Da crise do sistema partidário em Portugal

“O principal problema da oposição à direita ao actual Governo é que tem medo de ser oposição. Ou, para ser mais rigoroso: não é capaz de ser oposição porque aquilo que a diferencia do partido no poder são detalhes.”

(…)

“Ao contrário do que muitas vezes se sugere, este aparente “consenso” não é saudável numa democracia aberta. Porquê? Porque sem pluralismo verdadeiro, e não artificial ou “clubístico” sem real competição entre ideias e modelos diferentes (e não apenas entre soluções técnicas rivais), falta aos cidadãos a possibilidade de escolher não apenas entre líderes diferentes, mas entre políticos diferentes.”

(…)

“Do Portugal, Que Futuro? ao Compromisso Portugal, a maioria destes movimentos esgotam-se quando os seus protagonistas chegam ao Poder”

(…)

“Não temos nada que se assemelhe a um think-thank americano ou a tantos centros de estudos, fundações ou departamentos universitários que, por essa Europa fora, são capazes de alimentar correntes de opinião diferenciadas e ajudar os políticos a serem… diferentes.”

José Manuel Fernandes

Público, 26 de Março de 2008

Se as diferenças entre PS e PSD são meramente “fulânicas” e se apenas a suposta competência para aplicar a mesma política distingue os dois partidos de poder em Portugal, então o sistema democrático só se pode salvar se… estes deixarem de serem alternantes na partilha do Governo da República.

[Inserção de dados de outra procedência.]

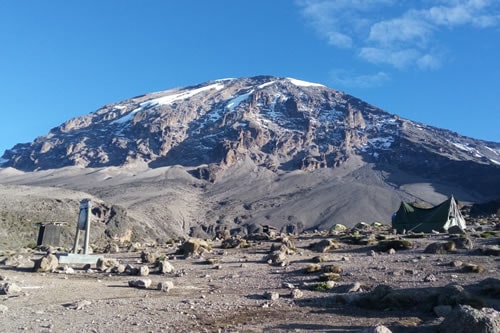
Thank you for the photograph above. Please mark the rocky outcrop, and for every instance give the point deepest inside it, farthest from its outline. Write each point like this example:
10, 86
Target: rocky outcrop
279, 123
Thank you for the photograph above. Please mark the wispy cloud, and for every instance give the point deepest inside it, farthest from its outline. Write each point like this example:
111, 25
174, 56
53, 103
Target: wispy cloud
350, 79
396, 33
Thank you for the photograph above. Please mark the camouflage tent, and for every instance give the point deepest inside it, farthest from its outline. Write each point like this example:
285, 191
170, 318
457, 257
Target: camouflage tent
440, 218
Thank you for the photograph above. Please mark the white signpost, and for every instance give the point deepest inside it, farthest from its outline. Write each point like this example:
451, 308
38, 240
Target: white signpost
83, 224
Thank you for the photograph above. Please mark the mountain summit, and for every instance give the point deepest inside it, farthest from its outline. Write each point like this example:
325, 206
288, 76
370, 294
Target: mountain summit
281, 124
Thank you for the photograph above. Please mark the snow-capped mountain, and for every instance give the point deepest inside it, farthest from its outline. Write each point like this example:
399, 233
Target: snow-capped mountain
279, 123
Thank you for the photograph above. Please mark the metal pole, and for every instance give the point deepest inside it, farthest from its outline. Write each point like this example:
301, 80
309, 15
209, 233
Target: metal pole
87, 229
77, 238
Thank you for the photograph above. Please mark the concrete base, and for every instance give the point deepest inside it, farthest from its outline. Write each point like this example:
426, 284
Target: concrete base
72, 258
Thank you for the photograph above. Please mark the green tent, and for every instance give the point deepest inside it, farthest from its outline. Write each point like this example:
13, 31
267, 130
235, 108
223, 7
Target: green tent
439, 218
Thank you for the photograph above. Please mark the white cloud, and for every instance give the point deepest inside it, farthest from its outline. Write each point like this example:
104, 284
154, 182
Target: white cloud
402, 29
395, 33
349, 79
400, 58
339, 39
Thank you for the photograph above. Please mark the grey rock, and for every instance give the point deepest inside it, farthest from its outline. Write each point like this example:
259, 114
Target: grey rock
166, 267
272, 295
143, 270
377, 329
466, 319
79, 305
296, 293
10, 289
103, 264
430, 278
165, 286
47, 263
442, 310
140, 283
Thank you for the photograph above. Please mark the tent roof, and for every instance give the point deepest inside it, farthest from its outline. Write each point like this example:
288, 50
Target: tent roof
440, 217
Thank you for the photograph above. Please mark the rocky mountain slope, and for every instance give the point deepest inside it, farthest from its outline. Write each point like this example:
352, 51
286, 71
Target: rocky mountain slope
254, 150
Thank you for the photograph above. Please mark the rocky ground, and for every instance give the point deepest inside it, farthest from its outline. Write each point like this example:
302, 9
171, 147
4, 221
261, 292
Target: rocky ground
339, 281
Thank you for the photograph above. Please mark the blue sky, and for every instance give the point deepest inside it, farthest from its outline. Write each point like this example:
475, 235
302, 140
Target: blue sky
436, 62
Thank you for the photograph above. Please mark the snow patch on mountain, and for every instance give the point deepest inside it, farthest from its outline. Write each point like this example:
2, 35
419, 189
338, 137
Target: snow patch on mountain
233, 103
166, 100
301, 83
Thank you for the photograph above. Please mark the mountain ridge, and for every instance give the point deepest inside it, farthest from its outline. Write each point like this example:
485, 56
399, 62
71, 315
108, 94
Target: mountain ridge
267, 150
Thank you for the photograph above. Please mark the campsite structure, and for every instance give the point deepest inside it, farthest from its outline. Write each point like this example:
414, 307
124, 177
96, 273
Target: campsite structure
439, 218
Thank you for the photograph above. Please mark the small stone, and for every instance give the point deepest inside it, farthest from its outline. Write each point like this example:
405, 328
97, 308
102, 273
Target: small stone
442, 310
10, 289
296, 293
473, 268
120, 269
165, 286
166, 267
103, 264
329, 277
465, 318
47, 263
332, 269
140, 283
212, 261
377, 329
79, 305
312, 268
430, 278
272, 295
68, 270
355, 288
143, 270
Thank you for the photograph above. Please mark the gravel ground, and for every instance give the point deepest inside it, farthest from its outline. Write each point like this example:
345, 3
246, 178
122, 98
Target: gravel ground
232, 295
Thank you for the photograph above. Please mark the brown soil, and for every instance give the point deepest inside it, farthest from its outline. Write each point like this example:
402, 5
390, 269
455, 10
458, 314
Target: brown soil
231, 295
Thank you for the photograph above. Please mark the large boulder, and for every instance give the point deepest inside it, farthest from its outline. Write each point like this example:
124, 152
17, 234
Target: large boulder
440, 248
194, 246
465, 319
47, 263
325, 245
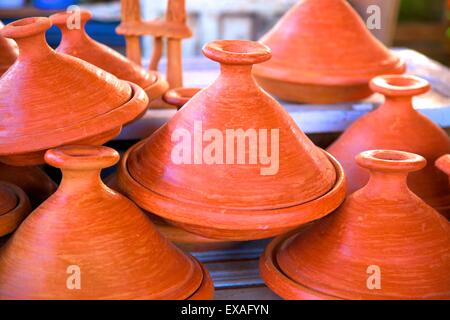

A semelhança de políticas, objectivos e princípios é agora especialmente flagrante já que o PS de José Sócrates bandeou claramente à direita, e que o PSD tem um dos líderes mais inseguros e hesitantes da sua história, mas a semelhança destes gémeos esvazia o sistema político e abre margem à aparição de novos projectos.

Entre um sistema cada vez mais personalizado e cada vez menos politizado, em que os partidos e os políticos são cada vez mais tecnocratas cegos que se limitam a aplicar o melhor que podem políticas definidas algures fora do país, nasce espaço para que surjam projectos e ideias verdadeiramente alternativas. E são precisamente porque estas não têm surgido e porque existe esta indistinção entre os dois partidos que se vão alternando no Poder que se registam em Portugal níveis de abstenção crescentes e que começam a ser tão elevados que estão a ameaçar a própria existência do sistema democrático. Urge portanto aproveitar as energias que existem na sociedade portuguesa e que o fenómeno das petições virtuais deixa adivinhar, encontrar novas formas de participação na sociedade civil que potenciem estas energias e que… se criem as condições para o esgotado sistema bi-partidário que – de facto – nos vai regendo desde 1975 desapareça e surja uma nova democracia mais pluralista, descentralizada e participada.